Crystal data, data collection and structure refinement.

Compound	2a	3d	4d
Formula	C13H8ClF2N	C14H10F3NO	C14H8F5NO
Formula weight	251.65/c	265.23/c	301.21/c
Crystal system	Monoclinic	Monoclinic	Triclinic
Space group	P21/c	P21/c	P-1
a (Å)	13.0347 (3)	13.50700 (18)	6.4217 (3)
b (Å)	11.4697 (3)	7.10152 (9)	7.3068 (4)
c (Å)	7.4832 (2)	24.8299 (3)	12.8876 (6)
α (°)	90	90	85.930 (4)
β (°)	106.440 (3)	92.4523 (11)	80.022 (4)
γ (°)	90	90	80.491 (4)
V (Å3)	1073.03 (5)	2379.51 (5)	586.82 (5)
Z	4	8	2
Dx (g cm−3)	1.558	1.481	1.705
F (000)	512	1088	304
μ (mm−1)	0.356	1.088	0.162
Reflections:
Collected	9167	10141	9572
Unique (Rint)	2355 (0.022)	4847 (0.022)	2626 (0.019)

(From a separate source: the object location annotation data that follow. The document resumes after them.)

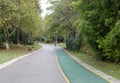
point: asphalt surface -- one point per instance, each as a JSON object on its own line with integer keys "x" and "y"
{"x": 40, "y": 67}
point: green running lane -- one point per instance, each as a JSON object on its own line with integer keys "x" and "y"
{"x": 74, "y": 71}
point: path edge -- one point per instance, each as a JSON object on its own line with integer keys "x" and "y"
{"x": 10, "y": 62}
{"x": 61, "y": 70}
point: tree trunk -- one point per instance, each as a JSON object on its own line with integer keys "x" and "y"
{"x": 7, "y": 44}
{"x": 18, "y": 40}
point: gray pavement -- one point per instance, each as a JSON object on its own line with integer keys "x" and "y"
{"x": 40, "y": 67}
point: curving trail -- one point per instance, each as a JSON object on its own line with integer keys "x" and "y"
{"x": 40, "y": 67}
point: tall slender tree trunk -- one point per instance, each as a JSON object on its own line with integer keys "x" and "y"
{"x": 18, "y": 37}
{"x": 6, "y": 39}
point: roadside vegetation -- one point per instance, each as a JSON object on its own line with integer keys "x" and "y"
{"x": 15, "y": 51}
{"x": 109, "y": 68}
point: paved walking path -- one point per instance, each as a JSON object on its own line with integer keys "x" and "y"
{"x": 40, "y": 67}
{"x": 75, "y": 72}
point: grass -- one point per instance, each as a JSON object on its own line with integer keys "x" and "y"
{"x": 14, "y": 52}
{"x": 111, "y": 69}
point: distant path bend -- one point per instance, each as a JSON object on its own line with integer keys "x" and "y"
{"x": 40, "y": 67}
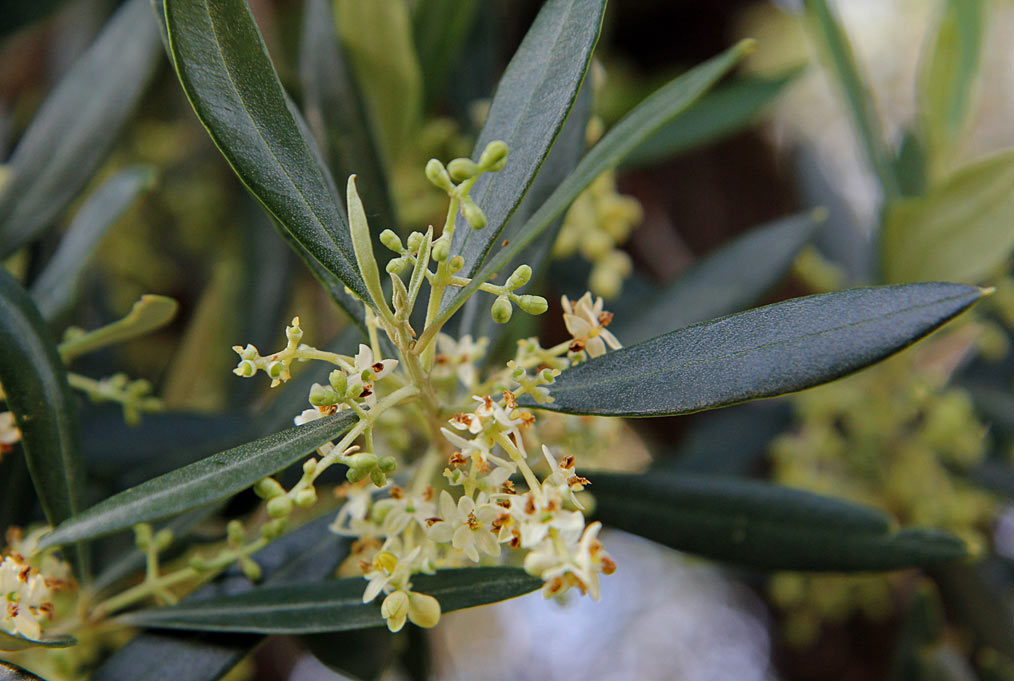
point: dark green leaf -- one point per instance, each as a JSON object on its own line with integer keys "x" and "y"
{"x": 9, "y": 672}
{"x": 334, "y": 606}
{"x": 765, "y": 352}
{"x": 532, "y": 100}
{"x": 75, "y": 128}
{"x": 56, "y": 287}
{"x": 857, "y": 94}
{"x": 764, "y": 526}
{"x": 724, "y": 282}
{"x": 216, "y": 477}
{"x": 34, "y": 383}
{"x": 12, "y": 642}
{"x": 336, "y": 112}
{"x": 231, "y": 83}
{"x": 439, "y": 30}
{"x": 726, "y": 110}
{"x": 634, "y": 129}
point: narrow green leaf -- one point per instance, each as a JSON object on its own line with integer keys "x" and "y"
{"x": 11, "y": 642}
{"x": 34, "y": 383}
{"x": 629, "y": 134}
{"x": 727, "y": 109}
{"x": 56, "y": 287}
{"x": 332, "y": 606}
{"x": 146, "y": 315}
{"x": 857, "y": 94}
{"x": 228, "y": 77}
{"x": 763, "y": 525}
{"x": 75, "y": 128}
{"x": 959, "y": 231}
{"x": 532, "y": 100}
{"x": 377, "y": 40}
{"x": 216, "y": 477}
{"x": 765, "y": 352}
{"x": 949, "y": 73}
{"x": 439, "y": 30}
{"x": 724, "y": 282}
{"x": 335, "y": 109}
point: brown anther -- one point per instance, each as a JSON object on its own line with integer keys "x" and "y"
{"x": 577, "y": 480}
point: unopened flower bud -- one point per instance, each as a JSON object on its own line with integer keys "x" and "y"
{"x": 473, "y": 214}
{"x": 494, "y": 156}
{"x": 532, "y": 304}
{"x": 502, "y": 310}
{"x": 396, "y": 266}
{"x": 305, "y": 498}
{"x": 461, "y": 169}
{"x": 391, "y": 240}
{"x": 520, "y": 277}
{"x": 280, "y": 507}
{"x": 441, "y": 249}
{"x": 437, "y": 174}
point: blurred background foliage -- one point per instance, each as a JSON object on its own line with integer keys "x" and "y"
{"x": 904, "y": 142}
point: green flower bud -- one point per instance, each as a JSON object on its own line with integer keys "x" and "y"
{"x": 142, "y": 536}
{"x": 280, "y": 507}
{"x": 494, "y": 156}
{"x": 473, "y": 214}
{"x": 532, "y": 304}
{"x": 339, "y": 381}
{"x": 391, "y": 240}
{"x": 396, "y": 266}
{"x": 273, "y": 529}
{"x": 250, "y": 570}
{"x": 364, "y": 460}
{"x": 322, "y": 396}
{"x": 462, "y": 168}
{"x": 275, "y": 369}
{"x": 163, "y": 538}
{"x": 502, "y": 310}
{"x": 437, "y": 174}
{"x": 441, "y": 249}
{"x": 268, "y": 487}
{"x": 305, "y": 498}
{"x": 520, "y": 277}
{"x": 235, "y": 533}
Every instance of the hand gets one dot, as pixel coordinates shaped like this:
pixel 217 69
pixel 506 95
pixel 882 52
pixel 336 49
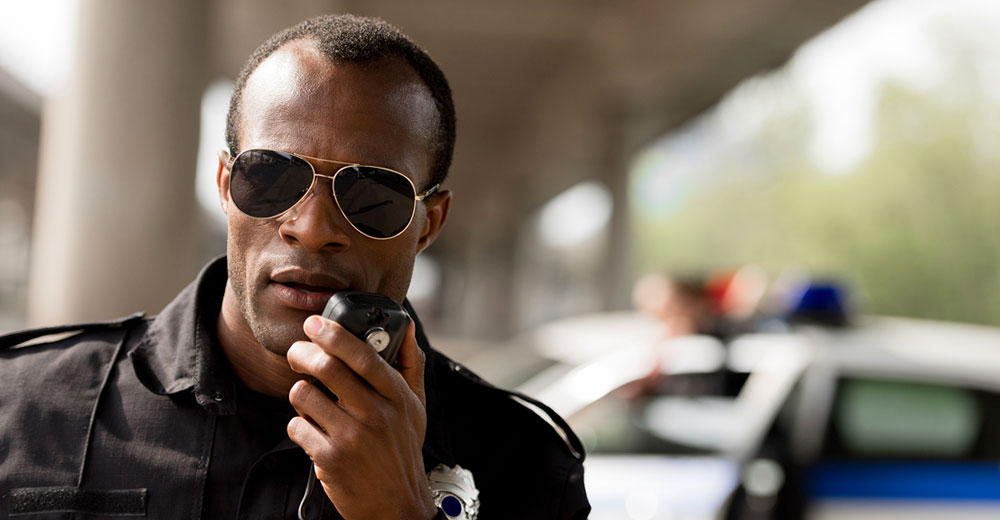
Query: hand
pixel 367 444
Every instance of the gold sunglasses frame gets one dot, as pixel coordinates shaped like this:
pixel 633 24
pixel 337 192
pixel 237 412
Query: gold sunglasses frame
pixel 344 165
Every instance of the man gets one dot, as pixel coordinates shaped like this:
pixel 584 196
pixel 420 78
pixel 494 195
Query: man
pixel 340 135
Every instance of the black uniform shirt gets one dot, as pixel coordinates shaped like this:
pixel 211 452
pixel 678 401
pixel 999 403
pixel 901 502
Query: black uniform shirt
pixel 145 417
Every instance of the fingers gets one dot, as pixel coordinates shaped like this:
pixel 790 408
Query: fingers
pixel 355 354
pixel 316 407
pixel 309 358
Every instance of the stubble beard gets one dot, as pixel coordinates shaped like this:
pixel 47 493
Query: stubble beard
pixel 273 336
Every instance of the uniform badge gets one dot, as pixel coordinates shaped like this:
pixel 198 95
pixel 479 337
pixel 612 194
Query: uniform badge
pixel 454 492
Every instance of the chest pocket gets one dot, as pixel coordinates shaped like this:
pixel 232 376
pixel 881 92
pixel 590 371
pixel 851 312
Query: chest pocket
pixel 59 500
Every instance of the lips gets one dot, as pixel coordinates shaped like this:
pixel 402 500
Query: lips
pixel 304 290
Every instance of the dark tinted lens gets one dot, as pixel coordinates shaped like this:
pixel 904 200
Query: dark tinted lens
pixel 378 202
pixel 265 183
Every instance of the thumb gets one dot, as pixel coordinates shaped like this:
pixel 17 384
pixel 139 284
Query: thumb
pixel 410 364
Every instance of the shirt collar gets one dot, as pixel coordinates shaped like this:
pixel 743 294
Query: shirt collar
pixel 180 353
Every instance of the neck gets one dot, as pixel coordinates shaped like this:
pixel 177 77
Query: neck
pixel 260 369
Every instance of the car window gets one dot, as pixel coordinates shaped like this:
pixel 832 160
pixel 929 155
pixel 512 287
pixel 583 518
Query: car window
pixel 900 419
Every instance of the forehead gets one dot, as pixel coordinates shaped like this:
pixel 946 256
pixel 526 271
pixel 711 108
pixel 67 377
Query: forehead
pixel 378 113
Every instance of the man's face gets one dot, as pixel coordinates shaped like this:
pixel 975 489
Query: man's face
pixel 283 270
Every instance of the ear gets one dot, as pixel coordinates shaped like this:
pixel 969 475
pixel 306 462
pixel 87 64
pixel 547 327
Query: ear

With I > 2σ(I)	2088	4410	2163
R(F) [I > 2σ(I)]	0.0299	0.0364	0.0350
wR(F2) [I > 2σ(I)]	0.0693	0.0996	0.0966
R(F) [all data]	0.0365	0.0398	0.0446
wR(F2) [all data]	0.0727	0.1024	0.1035
Goodness of fit	1.073	1.049	1.047
Max/min Δρ (e·Å−3)	0.31/−0.20	0.25/−0.18	10.27/−0.28
CCDC number	2149774	2149775	2150609

CCDC 2149773-2149775 and 2150609 contain the supplementary crystallographic data for this paper. These data can be obtained free of charge from The Cambridge Crystallographic Data Centre via www.ccdc.cam.ac.uk/data_request/cif (accessed on 7 February 2022).